6. Show Up to Meetings and Be Heard
As a hedge fund manager, you will be expected to occasionally or more frequently take part in video conferences and conference calls, but it’s a good idea to attend optional meetings sometimes, too. Always be sure to speak up during the meeting so everyone knows you’re on the call. A simple, “Thanks, everyone” Bye!” at the close of a meeting will go a long way toward making your presence known.
7. Set Ground Rules With the People in Your Space
It’s also important you set ground rules with other people in your home or who share your space. For instance, if you have children who come home from school while you’re still working, they need clear rules about what they can and cannot do during that time.
In addition, just because you’re home and can let service people into the house or take care of pets doesn’t mean other family members should assume you will always do it. If that’s how you choose to divide up the domestic labour, that’s fine, but if you want take it all on by default because you’re home, you may feel taken advantage of, and your productivity may suffer.
8. Not Exercising
It’s not a new fact that exercising helps and boosts productivity. With gyms and boutique fitness studios being closed during this pandemic in many hedge fund centres, alternative investment professionals are naturally seeing a reduction on the number of daily ‘steps’ normally taken.
If you fail to consciously address the issue, it is only a matter of time before your overall health may begin to suffer. Howbeit, there are some things fund managers can do. Go for a walk, take the dog out, go for a run or a bike ride, and spend the first half of lunchtime doing yoga or a virtual exercise class. Aside from keeping daily activity levels up, it will also allow managers to focus and refresh the mind and work harder to generate more alpha.
9. Becoming too Isolated
Also note that most fund managers are facing their first extended period of working from home. These financial experts are more or less used to being around colleagues and communicating with their networks (both internally and externally).

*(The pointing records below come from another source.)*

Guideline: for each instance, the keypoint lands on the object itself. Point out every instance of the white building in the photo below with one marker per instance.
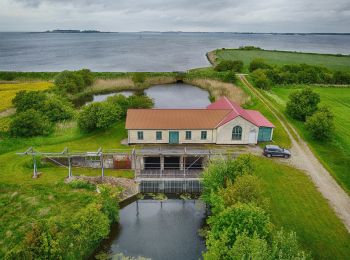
(222, 122)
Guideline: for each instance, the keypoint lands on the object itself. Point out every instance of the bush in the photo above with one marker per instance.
(57, 109)
(302, 103)
(258, 64)
(228, 65)
(99, 115)
(30, 123)
(320, 124)
(25, 100)
(261, 80)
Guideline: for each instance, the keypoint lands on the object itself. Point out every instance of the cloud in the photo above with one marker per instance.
(187, 15)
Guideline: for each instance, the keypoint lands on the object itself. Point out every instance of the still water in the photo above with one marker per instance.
(170, 96)
(143, 51)
(159, 230)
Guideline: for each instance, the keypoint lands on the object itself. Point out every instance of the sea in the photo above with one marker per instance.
(145, 51)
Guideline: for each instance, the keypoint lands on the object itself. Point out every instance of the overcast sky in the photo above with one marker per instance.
(177, 15)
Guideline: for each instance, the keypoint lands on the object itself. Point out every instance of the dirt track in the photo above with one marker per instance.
(302, 158)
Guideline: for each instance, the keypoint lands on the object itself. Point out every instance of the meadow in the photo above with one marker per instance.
(8, 91)
(333, 62)
(335, 153)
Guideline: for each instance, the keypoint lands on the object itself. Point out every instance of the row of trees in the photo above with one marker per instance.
(303, 106)
(240, 226)
(102, 115)
(264, 75)
(76, 236)
(37, 112)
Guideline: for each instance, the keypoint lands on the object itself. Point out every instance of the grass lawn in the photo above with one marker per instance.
(295, 204)
(333, 62)
(24, 200)
(8, 91)
(335, 154)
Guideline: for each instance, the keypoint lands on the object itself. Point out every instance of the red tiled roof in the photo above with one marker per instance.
(215, 115)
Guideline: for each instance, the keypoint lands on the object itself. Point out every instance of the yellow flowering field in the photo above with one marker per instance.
(8, 91)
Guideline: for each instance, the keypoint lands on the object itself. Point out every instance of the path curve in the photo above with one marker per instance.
(303, 158)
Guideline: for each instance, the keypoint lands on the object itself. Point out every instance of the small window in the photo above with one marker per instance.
(140, 135)
(204, 135)
(237, 133)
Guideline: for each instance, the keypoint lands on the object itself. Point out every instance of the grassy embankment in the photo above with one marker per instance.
(331, 61)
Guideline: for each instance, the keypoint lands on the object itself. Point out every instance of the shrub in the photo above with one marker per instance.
(30, 123)
(258, 64)
(228, 65)
(99, 115)
(57, 109)
(320, 124)
(302, 103)
(25, 100)
(261, 80)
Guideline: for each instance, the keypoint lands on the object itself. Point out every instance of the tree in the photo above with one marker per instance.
(30, 123)
(57, 109)
(258, 64)
(25, 100)
(260, 79)
(320, 124)
(99, 115)
(245, 189)
(302, 103)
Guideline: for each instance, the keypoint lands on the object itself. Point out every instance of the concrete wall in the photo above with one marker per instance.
(224, 132)
(149, 137)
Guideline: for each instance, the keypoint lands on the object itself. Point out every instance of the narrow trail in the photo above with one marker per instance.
(303, 158)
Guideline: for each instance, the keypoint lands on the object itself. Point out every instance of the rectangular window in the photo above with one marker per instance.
(203, 135)
(140, 135)
(188, 135)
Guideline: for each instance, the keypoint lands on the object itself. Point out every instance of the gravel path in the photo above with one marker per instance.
(303, 158)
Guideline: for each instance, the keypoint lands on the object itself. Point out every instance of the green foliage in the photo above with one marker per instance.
(245, 189)
(57, 109)
(30, 123)
(73, 81)
(258, 64)
(229, 65)
(260, 79)
(320, 124)
(219, 172)
(302, 103)
(99, 115)
(286, 246)
(25, 100)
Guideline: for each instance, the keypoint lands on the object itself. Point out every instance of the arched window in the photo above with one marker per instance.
(237, 133)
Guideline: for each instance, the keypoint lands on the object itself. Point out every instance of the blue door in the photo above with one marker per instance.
(173, 137)
(264, 134)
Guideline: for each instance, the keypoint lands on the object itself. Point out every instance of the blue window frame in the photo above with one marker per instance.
(237, 133)
(188, 135)
(203, 135)
(140, 135)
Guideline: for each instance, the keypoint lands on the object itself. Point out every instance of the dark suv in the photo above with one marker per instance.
(274, 150)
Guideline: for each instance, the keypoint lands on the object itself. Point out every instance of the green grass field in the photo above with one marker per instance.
(295, 204)
(335, 154)
(333, 62)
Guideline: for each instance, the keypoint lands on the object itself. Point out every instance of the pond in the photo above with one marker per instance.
(170, 96)
(159, 230)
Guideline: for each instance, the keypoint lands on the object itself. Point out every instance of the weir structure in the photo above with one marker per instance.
(168, 169)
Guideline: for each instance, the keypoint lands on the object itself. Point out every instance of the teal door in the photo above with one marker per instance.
(264, 134)
(173, 137)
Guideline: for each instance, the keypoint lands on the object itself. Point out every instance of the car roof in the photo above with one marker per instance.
(270, 146)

It is hard transitioning from an office environment to a more isolated home environment. Isolation can become stifling quickly and affect both production and health. However, there are two easy ways to sort this out. First, it is very imperative to maintain contact with the colleagues you normally interact with on a daily basis (most fund managers have internal chat systems now; set up groups internally).
Second, for many financial experts, networking is a crucial part of the job. Arrange ‘virtual coffee’ meet ups, reach out and check how they are doing (organize a video call – this will also ensure you are not on the couch in your pyjamas.), check in with service providers and others in the industry.

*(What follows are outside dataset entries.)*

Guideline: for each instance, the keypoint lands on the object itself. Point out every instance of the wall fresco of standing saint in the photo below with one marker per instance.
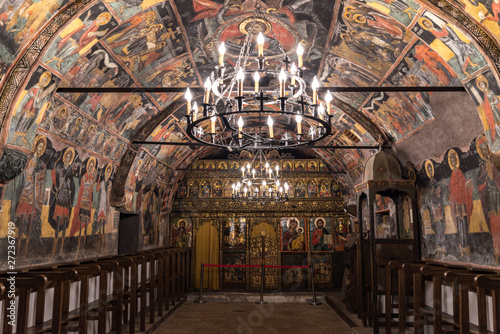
(459, 206)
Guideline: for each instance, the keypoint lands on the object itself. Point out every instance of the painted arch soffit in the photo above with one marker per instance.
(121, 36)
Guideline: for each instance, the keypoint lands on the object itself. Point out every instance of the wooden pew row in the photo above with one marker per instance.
(125, 285)
(410, 283)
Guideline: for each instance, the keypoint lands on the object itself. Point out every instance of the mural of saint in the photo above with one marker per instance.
(205, 189)
(234, 234)
(300, 189)
(217, 189)
(321, 234)
(312, 189)
(340, 234)
(193, 189)
(31, 106)
(182, 232)
(101, 204)
(62, 194)
(293, 235)
(29, 188)
(323, 189)
(83, 209)
(460, 198)
(287, 166)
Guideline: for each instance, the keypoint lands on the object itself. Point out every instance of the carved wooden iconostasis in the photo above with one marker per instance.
(309, 229)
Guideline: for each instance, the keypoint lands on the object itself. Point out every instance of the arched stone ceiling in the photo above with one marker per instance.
(50, 44)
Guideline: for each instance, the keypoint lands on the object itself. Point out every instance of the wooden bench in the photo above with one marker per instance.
(57, 279)
(24, 285)
(484, 284)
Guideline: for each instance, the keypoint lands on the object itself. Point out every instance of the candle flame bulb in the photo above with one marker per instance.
(213, 119)
(270, 124)
(256, 78)
(293, 71)
(298, 118)
(188, 96)
(315, 86)
(282, 79)
(300, 53)
(240, 128)
(321, 110)
(208, 88)
(260, 44)
(222, 51)
(195, 111)
(328, 99)
(240, 76)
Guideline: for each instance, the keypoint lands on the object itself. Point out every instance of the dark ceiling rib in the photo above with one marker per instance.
(104, 90)
(290, 171)
(332, 147)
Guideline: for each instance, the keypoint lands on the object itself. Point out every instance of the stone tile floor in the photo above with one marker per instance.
(249, 318)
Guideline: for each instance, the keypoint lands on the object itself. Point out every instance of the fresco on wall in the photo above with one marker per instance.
(396, 114)
(485, 12)
(371, 44)
(147, 40)
(30, 107)
(209, 23)
(234, 234)
(19, 22)
(67, 123)
(234, 275)
(450, 44)
(60, 204)
(340, 72)
(485, 92)
(321, 232)
(340, 233)
(79, 37)
(293, 234)
(458, 205)
(403, 11)
(294, 278)
(182, 232)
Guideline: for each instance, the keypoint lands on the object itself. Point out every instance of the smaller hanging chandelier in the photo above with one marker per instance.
(260, 182)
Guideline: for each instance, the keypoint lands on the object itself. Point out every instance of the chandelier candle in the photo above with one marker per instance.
(208, 88)
(328, 99)
(256, 78)
(266, 105)
(300, 53)
(222, 51)
(188, 97)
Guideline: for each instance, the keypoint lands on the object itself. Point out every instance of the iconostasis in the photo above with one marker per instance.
(310, 229)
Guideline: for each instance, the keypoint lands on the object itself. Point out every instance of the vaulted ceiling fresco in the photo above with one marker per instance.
(49, 44)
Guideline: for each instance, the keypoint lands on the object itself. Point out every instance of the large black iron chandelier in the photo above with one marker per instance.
(268, 108)
(260, 182)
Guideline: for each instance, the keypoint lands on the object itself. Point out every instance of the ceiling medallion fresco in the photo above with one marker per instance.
(164, 44)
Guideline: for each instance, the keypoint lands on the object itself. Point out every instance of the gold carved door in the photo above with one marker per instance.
(258, 232)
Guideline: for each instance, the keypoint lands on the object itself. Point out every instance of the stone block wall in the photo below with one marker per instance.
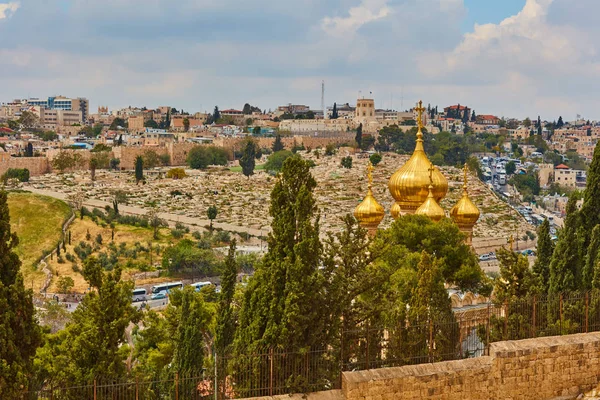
(542, 368)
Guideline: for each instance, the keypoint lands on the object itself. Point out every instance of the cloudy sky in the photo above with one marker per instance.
(506, 57)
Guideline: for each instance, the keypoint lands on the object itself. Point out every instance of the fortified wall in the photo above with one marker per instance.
(35, 165)
(542, 368)
(557, 367)
(177, 152)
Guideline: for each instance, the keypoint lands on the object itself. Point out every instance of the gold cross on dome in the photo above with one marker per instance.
(431, 169)
(420, 109)
(370, 173)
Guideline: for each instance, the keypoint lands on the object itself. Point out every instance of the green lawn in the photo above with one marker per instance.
(239, 169)
(37, 220)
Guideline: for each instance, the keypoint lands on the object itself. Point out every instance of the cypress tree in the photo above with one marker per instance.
(20, 334)
(282, 304)
(545, 248)
(139, 169)
(194, 319)
(430, 313)
(225, 319)
(565, 259)
(248, 160)
(278, 144)
(591, 259)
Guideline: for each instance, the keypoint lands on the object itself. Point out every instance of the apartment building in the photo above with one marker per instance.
(61, 103)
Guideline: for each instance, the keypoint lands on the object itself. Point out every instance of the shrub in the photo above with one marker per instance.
(176, 173)
(375, 158)
(21, 174)
(275, 160)
(177, 234)
(201, 157)
(347, 162)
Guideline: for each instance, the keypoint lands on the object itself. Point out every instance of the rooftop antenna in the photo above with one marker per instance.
(401, 98)
(323, 98)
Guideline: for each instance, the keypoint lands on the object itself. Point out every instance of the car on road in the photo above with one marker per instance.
(159, 296)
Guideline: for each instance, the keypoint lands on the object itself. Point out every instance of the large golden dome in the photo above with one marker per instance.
(409, 185)
(464, 213)
(369, 212)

10. Look for Training Opportunities
When you’re not in an office with your team, you might miss out on training and skills development courses that are taught in person. Your firm might even forget to involve you to its online training courses.

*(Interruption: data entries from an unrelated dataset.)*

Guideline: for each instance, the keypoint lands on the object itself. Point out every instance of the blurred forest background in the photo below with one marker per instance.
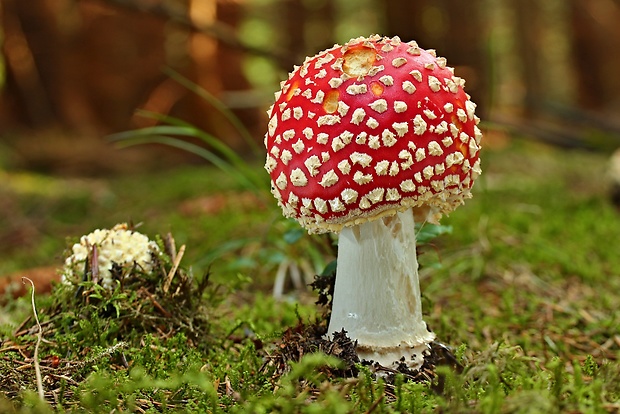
(73, 71)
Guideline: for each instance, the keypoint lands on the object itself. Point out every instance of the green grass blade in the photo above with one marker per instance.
(217, 104)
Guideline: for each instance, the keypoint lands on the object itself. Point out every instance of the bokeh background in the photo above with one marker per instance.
(74, 71)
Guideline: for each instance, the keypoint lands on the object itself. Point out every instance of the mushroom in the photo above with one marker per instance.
(366, 139)
(106, 248)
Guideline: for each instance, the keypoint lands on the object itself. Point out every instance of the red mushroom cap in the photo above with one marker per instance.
(370, 128)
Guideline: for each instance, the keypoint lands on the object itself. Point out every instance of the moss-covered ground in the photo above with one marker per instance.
(525, 289)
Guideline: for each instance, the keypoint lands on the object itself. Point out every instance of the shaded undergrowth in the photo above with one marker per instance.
(524, 290)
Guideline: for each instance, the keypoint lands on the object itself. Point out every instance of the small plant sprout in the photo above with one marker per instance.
(108, 253)
(365, 139)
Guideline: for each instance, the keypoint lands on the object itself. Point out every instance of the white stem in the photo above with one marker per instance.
(377, 293)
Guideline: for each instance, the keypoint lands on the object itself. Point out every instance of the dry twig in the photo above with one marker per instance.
(37, 367)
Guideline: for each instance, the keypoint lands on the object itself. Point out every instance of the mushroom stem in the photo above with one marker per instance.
(377, 294)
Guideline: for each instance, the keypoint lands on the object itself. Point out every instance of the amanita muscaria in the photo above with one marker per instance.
(361, 139)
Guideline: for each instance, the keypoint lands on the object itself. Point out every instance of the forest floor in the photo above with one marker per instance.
(525, 289)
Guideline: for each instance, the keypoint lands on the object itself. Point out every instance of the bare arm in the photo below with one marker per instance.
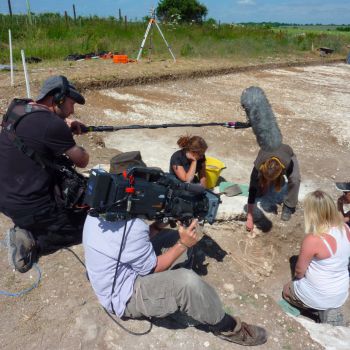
(78, 156)
(203, 176)
(250, 217)
(188, 238)
(181, 173)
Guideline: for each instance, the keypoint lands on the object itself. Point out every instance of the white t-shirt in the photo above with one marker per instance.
(101, 241)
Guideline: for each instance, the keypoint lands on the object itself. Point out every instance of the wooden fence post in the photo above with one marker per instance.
(10, 7)
(29, 13)
(74, 13)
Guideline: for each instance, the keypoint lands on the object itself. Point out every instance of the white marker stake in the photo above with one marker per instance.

Most times, it can be tempting to see this as a dodged bullet, but you might be missing out on an opportunity to learn something useful. Speak up and make sure you’re included. Aside from top-down training, you can request online or in-person courses, training, and coaching if you need it.
With the effects of the global pandemic, just like other sectors of the economy, the financial industry workforce has become increasingly mobile and working from home is now more common than ever. Experts also expect this trend is likely to continue well into the future.
However, it’s imperative as a hedge fund manager to understand the difference between work time and personal time. Mistaking both can affect productivity and limit the number of alphas you generate and maintain.